The good cheer which Chancellor Gerhard Schroeder customarily shows toward the undemonstrative Russian leader could be somewhat dimmed by events in the Ukraine and over the breakup of the Yukos oil company.
According to Peter Zervakis, a senior German political analyst, Schroeder has to express reserve over Russia's backing of Ukrainian presidential candidate Prime Minister Viktor Yanukovych, whose election was later cancelled on account of fraud.
"It's a pretty awkward moment, in a way, because Schroeder has on the one hand got to follow a critical stance against Russia's involvement in Ukraine, their undemocratic way they supported the candidate there," Zervakis told RFE/RL.

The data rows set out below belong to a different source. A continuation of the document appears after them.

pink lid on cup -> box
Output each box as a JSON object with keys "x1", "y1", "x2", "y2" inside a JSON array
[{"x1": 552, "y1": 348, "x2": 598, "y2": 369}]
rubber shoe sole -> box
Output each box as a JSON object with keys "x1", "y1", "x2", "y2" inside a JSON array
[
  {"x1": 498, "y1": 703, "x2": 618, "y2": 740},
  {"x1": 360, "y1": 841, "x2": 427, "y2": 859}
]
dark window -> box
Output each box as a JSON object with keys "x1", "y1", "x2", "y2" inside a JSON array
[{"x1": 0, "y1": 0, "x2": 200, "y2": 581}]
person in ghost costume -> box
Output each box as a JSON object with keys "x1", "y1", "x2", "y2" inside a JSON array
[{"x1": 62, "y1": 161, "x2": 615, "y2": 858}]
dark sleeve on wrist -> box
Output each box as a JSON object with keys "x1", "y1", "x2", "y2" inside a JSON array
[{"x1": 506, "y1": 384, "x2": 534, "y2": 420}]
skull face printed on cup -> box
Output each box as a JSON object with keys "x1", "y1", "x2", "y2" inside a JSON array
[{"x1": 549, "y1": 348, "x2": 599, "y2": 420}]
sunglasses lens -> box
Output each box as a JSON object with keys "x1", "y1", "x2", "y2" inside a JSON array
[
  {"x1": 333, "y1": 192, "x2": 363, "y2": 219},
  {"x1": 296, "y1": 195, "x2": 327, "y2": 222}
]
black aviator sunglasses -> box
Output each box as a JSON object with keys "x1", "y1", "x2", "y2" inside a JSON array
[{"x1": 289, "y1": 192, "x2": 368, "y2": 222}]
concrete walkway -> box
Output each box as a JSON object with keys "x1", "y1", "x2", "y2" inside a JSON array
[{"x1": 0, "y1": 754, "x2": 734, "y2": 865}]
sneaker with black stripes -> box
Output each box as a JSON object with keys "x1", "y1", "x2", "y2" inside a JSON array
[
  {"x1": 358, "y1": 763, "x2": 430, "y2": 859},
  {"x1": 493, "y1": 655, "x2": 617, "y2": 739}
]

Zervakis, of the Bertelsmann Foundation in Guetersloh, also notes Putin has suffered a snub from Hamburg University, which had planned to give him an honorary degree. "This move by the university authorities was vetoed by the [staff of the] faculties, which said we cannot accept Putin's strongly authoritarian record by receiving him as a colleague on the economics faculty," he said.
The snub is all the clearer in that Schroeder was awarded an honorary doctorate at a Russian university during a previous meeting with Putin in St. Petersberg.
Of course, basic interests must be kept in view. As Schroeder put it in an interview with ITAR-TASS: "Our aim is not only to keep our leading position as Russia's biggest foreign-trade partner, but to develop that position further".
Schroeder spoke particularly of deepening cooperation in energy exploitation. He's mindful of the fact that Germany's economy gets 40 percent of its natural-gas supplies from Russia, as well as oil. His vision is that German companies should be much more actively involved in the Russian energy sector, to help ensure that supplies for Germany remain reliable in the coming years.
For some, though, this has left Schroeder too dependent on Putin's plans for the Russian energy sector. Putin is widely viewed as being behind moves to break up the Russian oil giant Yukos, and perhaps reconstitute a giant state-controlled gas and oil company.
An article in the German daily "Sueddeutsche Zeitung" on 17 December quoted Tim Osborne, the acting chairman of Menatep, the biggest investor in Yukos, as saying Schroeder is turning a "blind eye" as Putin pulls Yukos apart.
Bonn-based political analyst Adrian Ottnad told RFE/RL that Germany is at a critical point where it must make clear what it will accept and what it cannot accept from the Russian leadership. Ottnad, of the Institute for Economics and Society, said the price of friendship with Putin must not come too high.
"It may be useful to be good friends and have very close connections, after all, you can tell a friend something you would not say to someone else. But on the other hand, if the price of the friendship is that certain things cannot be mentioned, I think we should be rather skeptical of this kind of relationship," Ottnad said.
Putin was expected to meet with Schroeder this evening in the northern port of Hamburg. Tomorrow, the leaders are due to join German and Russian ministers in Schleswig for intergovernmental consultations. Several documents are expected to be signed during the visit, including an agreement to increase education exchanges of students between Germany and Russia.